One-man black-metal band Spectral Lore, the project of Greek multi-instrumentalist Ayloss, incorporated dark ambient motifs and acoustic instruments in
black metal on
I (2006) and II (2007), but the music is cliched and amateurish,
especially when it drags on forever like in the
25-minute The Thorns that Guide my Warpath.
Sentinel (2012) coined a kind of "cosmic" black metal, influenced by
Blut Aus Nord, in
All Devouring Earth and
My Ascension Into the Celestial Spheres, and then indulged in
the 30-minute ambient piece Atlus, which is not exactly groundbreaking.
Spectral Lore and Mare Cognitum collaborated on Sol (2013), which contains
Spectral Lore's 26-minute Sol Medius.
The satori of Spectral Lore is the 90-minute double-disc
III (2014), a collection of black metal with a lot of "non-metal".
Drifting Through Moss and Ancient Stone ventures into gothic and ambient folk, and
Cosmic Significance (13:51) even straddles Klaus Schulze's electronic symphonies.
The Cold March Towards Eternal Brightness (14:42) ends with an
anthemic refrain and three minutes of medieval liturgy.
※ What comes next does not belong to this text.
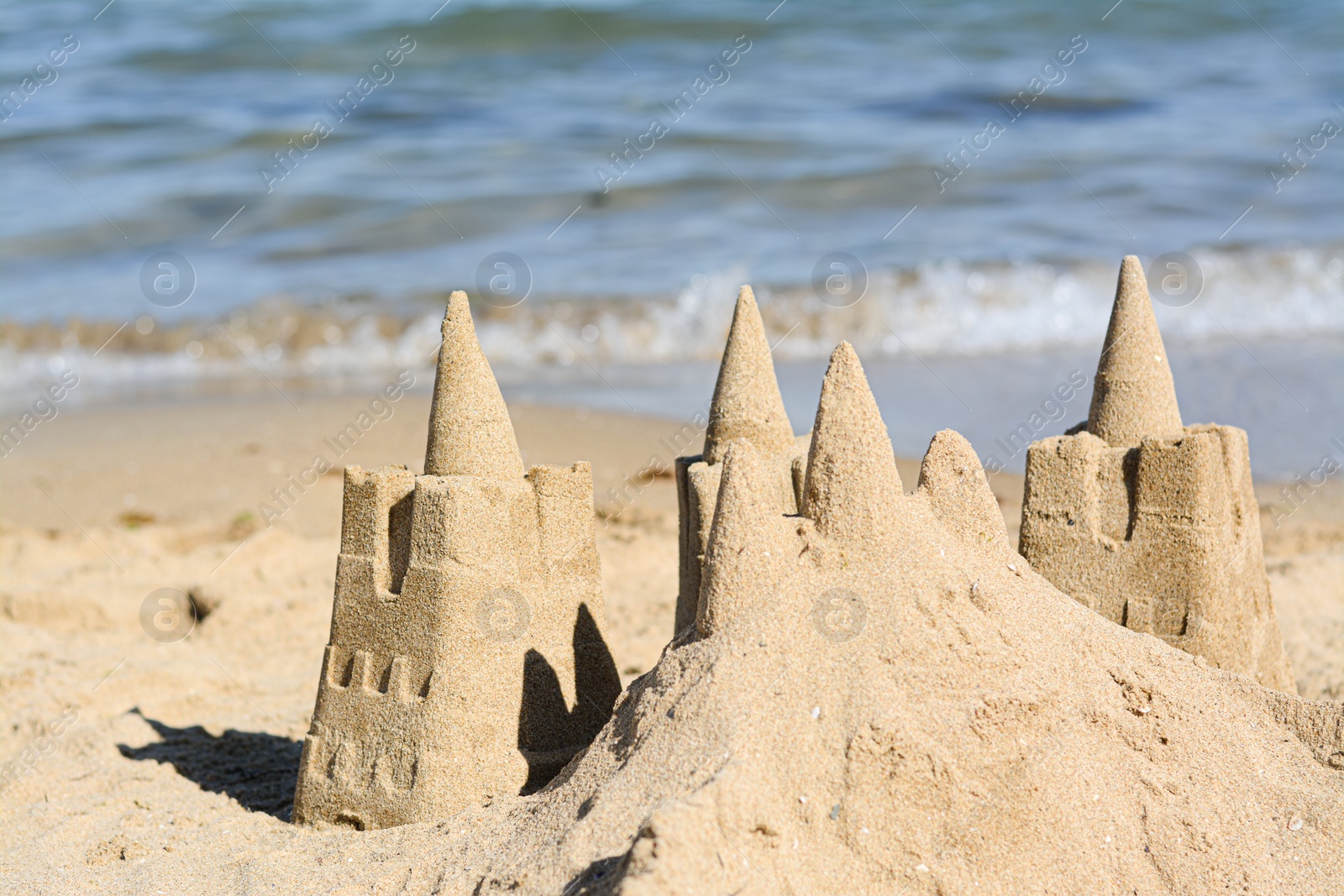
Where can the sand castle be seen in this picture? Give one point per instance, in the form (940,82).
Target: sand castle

Another medieval motif pops up at the beginning of
A Rider in the Lands of an Infinite Dreamscape (12:45) which then sinks
into a lengthy musical depression before launching into a breathless gallop
that still references the medieval motif.
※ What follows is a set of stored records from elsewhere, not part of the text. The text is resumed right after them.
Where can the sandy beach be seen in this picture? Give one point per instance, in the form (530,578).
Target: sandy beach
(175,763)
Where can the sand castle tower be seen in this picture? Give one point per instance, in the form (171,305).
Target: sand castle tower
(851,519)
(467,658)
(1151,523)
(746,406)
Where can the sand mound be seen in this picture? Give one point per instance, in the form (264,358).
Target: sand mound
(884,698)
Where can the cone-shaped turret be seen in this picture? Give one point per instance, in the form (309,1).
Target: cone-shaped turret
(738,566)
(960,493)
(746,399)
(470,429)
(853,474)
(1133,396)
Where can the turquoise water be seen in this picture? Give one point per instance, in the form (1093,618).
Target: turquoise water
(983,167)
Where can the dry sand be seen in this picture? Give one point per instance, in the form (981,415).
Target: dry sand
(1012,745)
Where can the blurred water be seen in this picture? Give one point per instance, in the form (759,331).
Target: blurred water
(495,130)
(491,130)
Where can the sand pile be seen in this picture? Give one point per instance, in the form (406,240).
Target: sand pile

The Veiled Garden (16:32) absorbs dark ambient, Nordic folk and post-rock in one glacial, howling, manic composition.
Spectral Lore and Mare Cognitum collaborated again on the two-hour triple-album Wanderers - Astrology of the Nine (2020), a concept album about the nine planets
of the Solar System, basically the black-metal equivalent of Gustav Holst's "The Planets".
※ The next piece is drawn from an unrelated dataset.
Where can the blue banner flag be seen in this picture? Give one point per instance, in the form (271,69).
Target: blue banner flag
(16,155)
Spectral Lore's main contribution is the twelve-minute Earth (The Mother),
which does not rank among the best.
The 76-minute Heterophotos (2021) overstays its welcome.
The main offendeer is the 19-minute Terean: again, third-rate ambient music.
Nonetheless, the mood shift in
The Sorcerer Above The Clouds is shocking and nerve-wrecking, possibly
their best in seven years.
Atrapos and Apocalypse are diligent but not spectacular bursts
of black metal, with the latter's dissonant coda pointing at more exciting
ideas, whereas the super-heavy doom-y riffs that end
Heterophotos come too late to make sense.
11 Days (2023) contains only four songs, of which two are ambient pieces, and it's ostensibly a (protest) concept about the migrants who risk their lives in the Mediterranean Sea to reach Europe. It's mostly amateurish and dejavu.